Hinton was Thatcher’s head football coach from 2015 to 2018, winning back-to-back 2A state championships in 2016 and 2017. Most recently, he served as a volunteer assistant coach for Safford High School’s He JV Football He team in 2022.
Hinton was already on probation from a plea bargain that ended three separate lawsuits against him in 2020. It all started with an incident in which a car was stopped around 11:36 pm for driving without the lights on.

The second charge, which includes three counts of possession of a dangerous drug (methamphetamine), possession of a drug (heroin), possession of a prescription drug, possession of marijuana, and possession of a drug paraphernalia, stems from the afternoon incident. On November 17, 2019, Hinton was found smoking heroin in a truck with a female companion behind her nursing home in Haven, off her drive to Peppertree.

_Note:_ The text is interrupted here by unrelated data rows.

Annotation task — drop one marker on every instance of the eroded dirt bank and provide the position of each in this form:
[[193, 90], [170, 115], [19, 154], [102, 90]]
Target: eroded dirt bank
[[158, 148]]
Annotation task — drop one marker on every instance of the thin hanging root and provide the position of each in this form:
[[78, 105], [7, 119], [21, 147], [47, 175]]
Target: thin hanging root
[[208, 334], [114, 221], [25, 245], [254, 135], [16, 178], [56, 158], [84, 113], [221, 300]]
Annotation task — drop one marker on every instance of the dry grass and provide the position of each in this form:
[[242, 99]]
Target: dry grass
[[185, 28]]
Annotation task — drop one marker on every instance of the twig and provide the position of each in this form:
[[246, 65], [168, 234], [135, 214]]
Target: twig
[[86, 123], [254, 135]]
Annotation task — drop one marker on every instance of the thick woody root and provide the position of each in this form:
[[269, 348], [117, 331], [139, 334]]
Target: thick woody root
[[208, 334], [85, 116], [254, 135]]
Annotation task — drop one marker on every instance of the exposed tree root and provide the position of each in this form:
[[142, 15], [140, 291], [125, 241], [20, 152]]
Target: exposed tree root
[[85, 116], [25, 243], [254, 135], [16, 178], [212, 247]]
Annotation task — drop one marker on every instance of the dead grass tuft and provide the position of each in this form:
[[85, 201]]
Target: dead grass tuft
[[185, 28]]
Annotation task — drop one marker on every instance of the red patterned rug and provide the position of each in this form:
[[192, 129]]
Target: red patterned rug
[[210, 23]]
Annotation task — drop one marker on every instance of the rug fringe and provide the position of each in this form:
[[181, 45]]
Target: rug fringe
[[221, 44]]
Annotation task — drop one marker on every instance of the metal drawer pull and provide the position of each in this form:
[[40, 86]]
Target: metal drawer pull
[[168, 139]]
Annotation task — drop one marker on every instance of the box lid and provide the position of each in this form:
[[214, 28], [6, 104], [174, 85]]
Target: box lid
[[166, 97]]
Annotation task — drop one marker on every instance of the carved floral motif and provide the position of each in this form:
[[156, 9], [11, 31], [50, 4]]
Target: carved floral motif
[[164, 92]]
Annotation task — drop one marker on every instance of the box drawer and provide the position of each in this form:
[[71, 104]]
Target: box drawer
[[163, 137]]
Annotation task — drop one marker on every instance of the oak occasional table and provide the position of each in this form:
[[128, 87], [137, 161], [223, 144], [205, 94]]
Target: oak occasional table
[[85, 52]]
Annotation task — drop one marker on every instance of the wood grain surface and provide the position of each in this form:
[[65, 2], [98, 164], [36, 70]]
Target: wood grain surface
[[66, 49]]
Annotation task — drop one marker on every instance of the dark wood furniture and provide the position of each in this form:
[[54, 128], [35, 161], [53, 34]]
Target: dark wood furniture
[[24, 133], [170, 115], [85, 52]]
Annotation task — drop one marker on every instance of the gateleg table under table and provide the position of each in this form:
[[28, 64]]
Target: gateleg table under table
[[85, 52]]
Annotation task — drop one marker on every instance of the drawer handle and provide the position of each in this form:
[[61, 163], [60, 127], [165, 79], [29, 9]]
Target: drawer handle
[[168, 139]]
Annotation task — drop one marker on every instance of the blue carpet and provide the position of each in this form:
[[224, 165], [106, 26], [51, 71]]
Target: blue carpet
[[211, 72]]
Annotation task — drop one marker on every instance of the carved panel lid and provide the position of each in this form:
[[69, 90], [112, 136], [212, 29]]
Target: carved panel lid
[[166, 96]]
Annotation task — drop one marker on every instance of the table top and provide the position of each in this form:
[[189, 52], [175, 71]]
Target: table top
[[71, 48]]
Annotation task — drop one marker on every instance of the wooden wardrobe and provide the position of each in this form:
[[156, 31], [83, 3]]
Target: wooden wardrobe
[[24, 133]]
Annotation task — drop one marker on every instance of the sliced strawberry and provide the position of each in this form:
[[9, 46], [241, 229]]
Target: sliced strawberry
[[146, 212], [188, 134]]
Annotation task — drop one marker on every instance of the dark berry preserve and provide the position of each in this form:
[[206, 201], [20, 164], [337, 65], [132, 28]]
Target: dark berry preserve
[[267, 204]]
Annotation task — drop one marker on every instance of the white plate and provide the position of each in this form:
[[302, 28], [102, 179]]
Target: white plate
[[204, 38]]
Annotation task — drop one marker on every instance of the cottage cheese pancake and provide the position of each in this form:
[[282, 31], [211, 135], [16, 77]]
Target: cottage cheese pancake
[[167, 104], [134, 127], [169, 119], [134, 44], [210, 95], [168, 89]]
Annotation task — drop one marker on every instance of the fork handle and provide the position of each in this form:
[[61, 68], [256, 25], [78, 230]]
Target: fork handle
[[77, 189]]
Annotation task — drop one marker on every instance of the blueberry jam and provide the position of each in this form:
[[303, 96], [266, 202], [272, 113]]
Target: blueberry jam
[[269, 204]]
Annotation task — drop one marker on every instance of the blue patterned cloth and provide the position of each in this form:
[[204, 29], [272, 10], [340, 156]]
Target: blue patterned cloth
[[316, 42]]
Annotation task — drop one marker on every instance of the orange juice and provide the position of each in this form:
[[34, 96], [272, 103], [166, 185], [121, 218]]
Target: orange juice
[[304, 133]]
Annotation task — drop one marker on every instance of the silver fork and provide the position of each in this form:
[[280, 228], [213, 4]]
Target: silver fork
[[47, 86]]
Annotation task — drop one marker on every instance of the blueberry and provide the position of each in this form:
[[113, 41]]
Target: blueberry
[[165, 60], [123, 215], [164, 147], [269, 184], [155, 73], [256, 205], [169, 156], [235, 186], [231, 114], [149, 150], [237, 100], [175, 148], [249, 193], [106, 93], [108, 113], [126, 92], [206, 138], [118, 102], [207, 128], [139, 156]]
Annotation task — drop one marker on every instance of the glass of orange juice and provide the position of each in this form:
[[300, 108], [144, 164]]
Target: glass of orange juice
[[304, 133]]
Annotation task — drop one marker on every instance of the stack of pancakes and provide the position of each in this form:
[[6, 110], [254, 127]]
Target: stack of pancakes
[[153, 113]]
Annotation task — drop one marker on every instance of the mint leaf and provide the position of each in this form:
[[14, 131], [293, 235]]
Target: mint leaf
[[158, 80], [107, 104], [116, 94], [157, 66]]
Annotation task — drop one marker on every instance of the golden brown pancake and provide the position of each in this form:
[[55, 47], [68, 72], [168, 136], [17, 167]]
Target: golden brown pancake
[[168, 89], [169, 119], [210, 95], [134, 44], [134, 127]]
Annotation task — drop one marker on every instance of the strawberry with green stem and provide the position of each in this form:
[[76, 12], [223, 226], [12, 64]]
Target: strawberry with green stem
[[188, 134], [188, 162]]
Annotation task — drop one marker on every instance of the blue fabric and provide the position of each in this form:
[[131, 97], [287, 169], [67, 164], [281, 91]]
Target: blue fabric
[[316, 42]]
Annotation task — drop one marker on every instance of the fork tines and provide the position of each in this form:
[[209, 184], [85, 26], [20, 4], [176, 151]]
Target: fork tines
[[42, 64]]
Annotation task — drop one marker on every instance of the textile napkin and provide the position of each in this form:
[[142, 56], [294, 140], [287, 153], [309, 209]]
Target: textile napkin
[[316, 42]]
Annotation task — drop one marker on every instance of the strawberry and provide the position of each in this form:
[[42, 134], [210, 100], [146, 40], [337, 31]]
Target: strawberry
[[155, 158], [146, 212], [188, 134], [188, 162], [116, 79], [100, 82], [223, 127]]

Hinton’s plea bargain in 2020 sentenced him to one year in prison for soliciting to shoplift. This is a class 6 felony.
The petition settled three separate lawsuits against him dating back to May 2019, in which he also pleaded guilty to possession of dangerous drugs (class 4 felony), possession of drug paraphernalia (class 6 felony), and Pled guilty to DUI drugs (Class 1). -1 misdemeanor.
Hinton was also given a three-year probation period for his drug charges, which he will serve upon release from prison, and 10 days in prison and was not on probation for a year for a DUI drug charge. On a DUI charge, he was given nine days’ probation once he completed an alcohol/drug abuse screening and was ordered to enter a treatment program within six months of his sentence. Although stipulated in the plea bargain, the length of the probation period was left to the court’s discretion.
In January, Hinton met an undercover DPS agent in a desert area south of Safford and sold 185 counterfeit oxycodone pills for $700, according to an Arizona Department of Public Safety investigative report. In the pill field, they tested positive for fentanyl, an opioid many times more potent than heroin and the leading cause of drug overdoses in Graham County.
According to the agent’s video and audio recordings, the man also planned for the agent to purchase 1,000 pills from Hinton, but Hinton’s pill hookup was reported to him by the DEA on the night he planned to get the pills. ) and the deal never went through. .
After returning to Home Depot on March 10, Hinton was indicted a second time for allegedly dropping a bag containing 16.5 counterfeit oxycodone tablets at Home Depot.
The Thatcher police report includes surveillance footage showing Hinton’s return, and as he put his wallet back in his pants, a plastic bag containing pills fell out.
Later, according to Thatcher’s report, Hinton is shown on surveillance footage, makes a transaction at the self-check counter, and leaves the store. An employee immediately noticed the buggy and collected it for the manager, who called the police.
He was arrested on March 24 on a warrant and placed in the Graham County Adult Detention Facility.